Les gens sont écoeurés par le gaspillage de fonds publics. Pas seulement la corruption et la collusion. Mais aussi l'absence de contrôle des dépenses, les décisions mal avisées, les projets coûteux motivés par des calculs politiques. Mais qu'arrive-t-il quand un gouvernement décide d'être rigoureux dans ses choix? La réponse: on va encore chialer.

On en a eu un très bel exemple il y a dix jours quand Ottawa a annoncé qui avait décroché ses deux super-contrats de construction maritime. Les Chantiers maritimes Irving ont remporté le gros lot, 25 milliards sur 30 ans pour la construction de 21 navires de combat, tandis que Seaspan Marine, de Vancouver, s'est vue confier 8 milliards pour la construction de navires civils. Ce fut la colère et la consternation à Lévis, parce que le chantier de la Davie n'avait pas été retenu.

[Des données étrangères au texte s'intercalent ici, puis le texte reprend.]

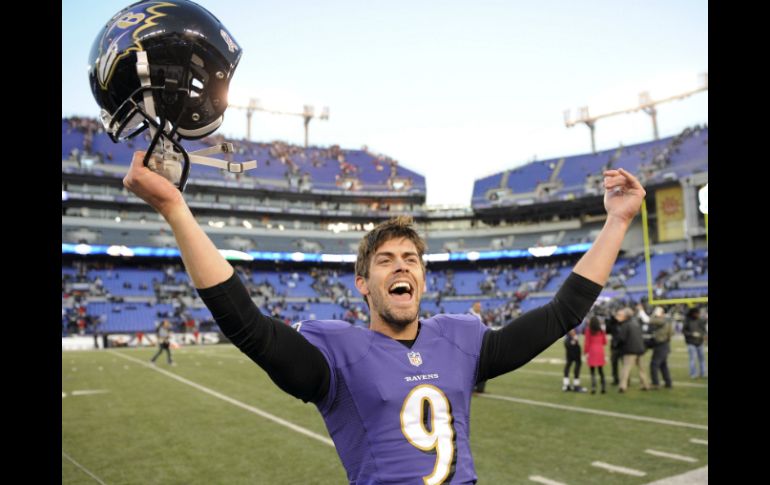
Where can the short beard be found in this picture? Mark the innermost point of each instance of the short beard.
(398, 323)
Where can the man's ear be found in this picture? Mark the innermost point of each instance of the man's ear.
(362, 286)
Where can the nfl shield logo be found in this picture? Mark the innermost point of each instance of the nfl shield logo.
(415, 358)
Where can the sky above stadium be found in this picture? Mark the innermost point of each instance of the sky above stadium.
(454, 90)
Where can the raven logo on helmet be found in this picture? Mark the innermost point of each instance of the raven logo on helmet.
(165, 66)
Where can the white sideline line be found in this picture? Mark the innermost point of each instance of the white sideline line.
(618, 469)
(596, 411)
(88, 392)
(235, 402)
(673, 456)
(82, 468)
(560, 374)
(699, 475)
(547, 481)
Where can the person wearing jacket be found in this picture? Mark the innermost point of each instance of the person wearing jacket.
(593, 343)
(632, 345)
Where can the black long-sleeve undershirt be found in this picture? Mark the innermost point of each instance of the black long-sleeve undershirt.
(300, 369)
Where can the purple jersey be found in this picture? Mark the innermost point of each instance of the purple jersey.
(400, 415)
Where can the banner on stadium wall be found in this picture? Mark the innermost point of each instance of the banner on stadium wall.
(669, 207)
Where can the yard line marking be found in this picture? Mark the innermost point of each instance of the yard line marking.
(618, 469)
(547, 481)
(560, 374)
(673, 456)
(699, 475)
(235, 402)
(82, 468)
(596, 411)
(88, 392)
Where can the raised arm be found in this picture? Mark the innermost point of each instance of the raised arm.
(289, 359)
(622, 199)
(527, 336)
(203, 262)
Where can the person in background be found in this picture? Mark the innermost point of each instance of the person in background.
(595, 338)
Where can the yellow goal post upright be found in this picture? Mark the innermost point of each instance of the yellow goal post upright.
(703, 196)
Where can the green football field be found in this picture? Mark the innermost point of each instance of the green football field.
(216, 418)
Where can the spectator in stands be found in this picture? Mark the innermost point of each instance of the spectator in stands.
(572, 351)
(632, 346)
(379, 371)
(695, 334)
(164, 342)
(662, 330)
(595, 338)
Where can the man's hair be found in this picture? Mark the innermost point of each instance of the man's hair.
(395, 228)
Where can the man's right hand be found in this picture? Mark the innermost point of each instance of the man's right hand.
(152, 188)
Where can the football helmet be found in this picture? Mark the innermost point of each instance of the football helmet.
(165, 66)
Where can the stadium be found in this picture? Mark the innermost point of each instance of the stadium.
(291, 229)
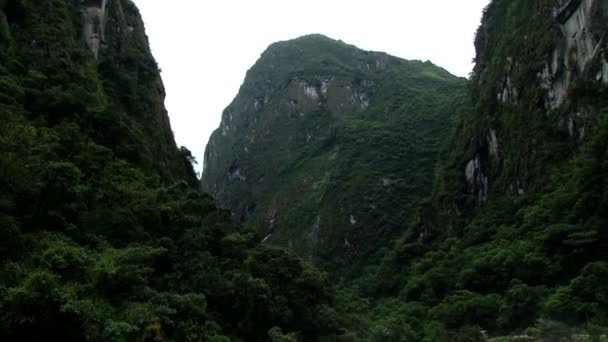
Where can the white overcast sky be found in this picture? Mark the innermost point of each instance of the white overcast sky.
(205, 47)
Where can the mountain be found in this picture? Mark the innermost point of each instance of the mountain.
(104, 233)
(515, 235)
(327, 148)
(506, 236)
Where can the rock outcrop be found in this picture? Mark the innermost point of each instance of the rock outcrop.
(326, 147)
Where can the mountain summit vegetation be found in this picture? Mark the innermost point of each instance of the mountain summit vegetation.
(327, 149)
(104, 235)
(365, 197)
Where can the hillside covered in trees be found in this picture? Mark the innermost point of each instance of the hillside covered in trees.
(361, 197)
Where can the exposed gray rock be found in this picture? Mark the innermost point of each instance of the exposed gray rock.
(576, 51)
(93, 23)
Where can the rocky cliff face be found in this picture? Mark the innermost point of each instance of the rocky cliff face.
(326, 147)
(527, 107)
(515, 232)
(93, 59)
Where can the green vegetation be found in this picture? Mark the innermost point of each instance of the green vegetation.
(337, 152)
(104, 235)
(518, 248)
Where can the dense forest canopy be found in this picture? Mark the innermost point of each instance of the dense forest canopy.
(105, 234)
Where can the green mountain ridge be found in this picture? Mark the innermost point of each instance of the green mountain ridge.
(311, 152)
(446, 209)
(104, 234)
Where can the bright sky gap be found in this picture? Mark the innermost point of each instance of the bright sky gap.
(204, 48)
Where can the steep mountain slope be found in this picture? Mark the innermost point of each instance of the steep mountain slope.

Et pourtant, le gouvernement fédéral, dans ce dossier, a fait preuve d'une rigueur exemplaire. Il a confié l'évaluation des soumissions à un organisme indépendant, le Secrétariat de la stratégie nationale d'approvisionnement en matière de construction navale. Ce secrétariat, dirigé par des hauts fonctionnaires, à l'abri des interventions politiques, a fait appel à des consultants extérieurs et mis sur pied un système de pointage où plusieurs comités indépendants les uns des autres notaient les projets.

Cette rigueur s'explique en bonne partie par la crainte des conservateurs de supporter l'odieux d'un choix qui ferait nécessairement des mécontents. On l'a oublié ici, mais dans l'Ouest, la décision du gouvernement Mulroney de confier l'entretien des F-18 à Montréal, plutôt qu'à Winnipeg, avait provoqué une crise politique qui laisse encore des traces.

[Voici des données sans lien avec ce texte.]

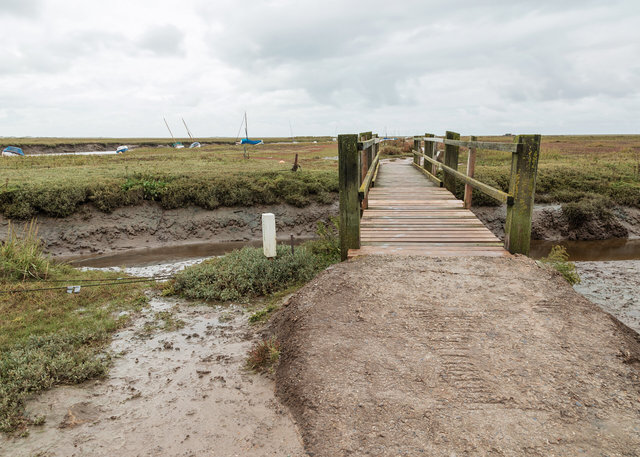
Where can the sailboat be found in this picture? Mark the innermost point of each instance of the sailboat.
(176, 144)
(245, 141)
(194, 144)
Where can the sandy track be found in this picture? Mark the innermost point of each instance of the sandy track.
(178, 393)
(441, 357)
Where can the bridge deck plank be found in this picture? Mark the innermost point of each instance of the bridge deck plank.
(409, 215)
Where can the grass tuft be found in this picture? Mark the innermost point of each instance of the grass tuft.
(558, 260)
(264, 355)
(21, 255)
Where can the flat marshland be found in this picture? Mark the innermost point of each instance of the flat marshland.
(48, 336)
(207, 177)
(591, 171)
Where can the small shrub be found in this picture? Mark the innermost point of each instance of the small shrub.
(247, 273)
(40, 363)
(264, 355)
(558, 259)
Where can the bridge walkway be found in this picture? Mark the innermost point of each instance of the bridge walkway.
(407, 214)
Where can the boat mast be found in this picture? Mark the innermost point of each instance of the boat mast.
(170, 132)
(246, 135)
(186, 127)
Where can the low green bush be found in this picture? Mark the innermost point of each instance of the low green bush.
(247, 273)
(42, 362)
(558, 260)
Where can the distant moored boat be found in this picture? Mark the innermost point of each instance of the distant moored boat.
(12, 151)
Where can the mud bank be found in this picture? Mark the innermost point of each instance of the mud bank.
(549, 223)
(614, 287)
(182, 392)
(90, 231)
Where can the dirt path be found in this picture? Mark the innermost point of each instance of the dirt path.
(170, 393)
(456, 357)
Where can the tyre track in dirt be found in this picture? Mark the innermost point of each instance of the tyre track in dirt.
(418, 356)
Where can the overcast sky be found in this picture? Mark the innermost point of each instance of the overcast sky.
(115, 68)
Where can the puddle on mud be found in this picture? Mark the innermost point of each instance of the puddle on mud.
(181, 392)
(591, 251)
(165, 255)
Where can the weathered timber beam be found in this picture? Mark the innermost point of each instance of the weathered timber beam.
(428, 175)
(522, 185)
(494, 146)
(482, 187)
(348, 183)
(366, 182)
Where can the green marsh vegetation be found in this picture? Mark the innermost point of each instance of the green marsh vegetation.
(50, 337)
(558, 259)
(207, 177)
(245, 274)
(586, 174)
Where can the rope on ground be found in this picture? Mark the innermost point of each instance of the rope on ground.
(76, 288)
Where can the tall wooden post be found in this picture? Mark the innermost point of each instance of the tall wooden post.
(471, 169)
(429, 147)
(451, 160)
(522, 186)
(349, 182)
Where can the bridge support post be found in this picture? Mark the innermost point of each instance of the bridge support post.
(471, 169)
(451, 154)
(429, 147)
(522, 186)
(349, 170)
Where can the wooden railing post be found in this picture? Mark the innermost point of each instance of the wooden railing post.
(471, 168)
(451, 160)
(429, 147)
(522, 186)
(349, 182)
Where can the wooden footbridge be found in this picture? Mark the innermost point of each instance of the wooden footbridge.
(402, 207)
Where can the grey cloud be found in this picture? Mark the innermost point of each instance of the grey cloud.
(165, 40)
(26, 8)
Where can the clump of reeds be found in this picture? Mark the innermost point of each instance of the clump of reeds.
(22, 256)
(558, 259)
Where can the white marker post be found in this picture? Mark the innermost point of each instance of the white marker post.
(269, 235)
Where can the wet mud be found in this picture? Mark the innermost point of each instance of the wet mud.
(614, 286)
(181, 392)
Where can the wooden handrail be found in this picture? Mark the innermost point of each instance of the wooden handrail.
(358, 169)
(502, 197)
(362, 145)
(490, 145)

Peu importe les motivations, le processus était sérieux. Cela n'a pas empêché l'opposition péquiste d'accuser le gouvernement «d'incompétence crasse», incapable de défendre le Québec à Ottawa. À Ottawa, le NPD a accusé le député conservateur Steven Blaney de ne pas avoir défendu son comté. Certains ont conclu que les conservateurs punissaient le Québec pour avoir voté pour le NPD.

Dans tous les cas de figure, ces réactions reviennent à faire l'apologie de la magouille politique, où les grands projets gouvernementaux doivent être conçus en fonction des pressions politiques, des calculs partisans et du lobbying régional.

Il faut dire que la région de Québec maîtrise l'art d'exercer des pressions politiques pour assurer son développement. C'est encore plus vrai de la Davie, le chantier qui peut compter sur la plus grande cale sèche au Canada, mais qui est en respiration artificielle depuis plus de vingt ans, et qui survit péniblement d'une crise à l'autre et d'un sauvetage gouvernemental à l'autre. Ce chantier, en faillite cet été, ne pouvait même pas soumissionner pour ces grands contrats, parce qu'il n'était pas solvable. Ce n'est qu'à la toute dernière minute qu'il a pu compter sur un nouvel acquéreur, Upper Lakes, de l'Ontario, qui s'est associé à SNC-Lavalin. Mettons que ça partait mal.

Un argument un peu plus subtil consiste à dire que ces contrats fédéraux de construction navale, les plus importants depuis la dernière guerre, auraient dû être divisés entre les trois chantiers, pour répartir la manne et ainsi mieux soutenir cette industrie en difficulté. Au-delà des problèmes techniques que cela soulève, ce n'est pas du développement, c'est une politique de redistribution. Oui, l'État doit utiliser ses investissements comme un levier, mais pas pour faire du BS économique.

Et dans ce cas-ci, on a pris connaissance, il y a quelques jours, du pointage obtenu pour chaque chantier. Pour le projet de navires militaires, Halifax a obtenu 82,8%, contre 74,9% pour Vancouver. Pour les navires civils, Vancouver, avec une note de 76,8%, a déclassé nettement Lévis, loin derrière avec 63,2%. La réponse est là.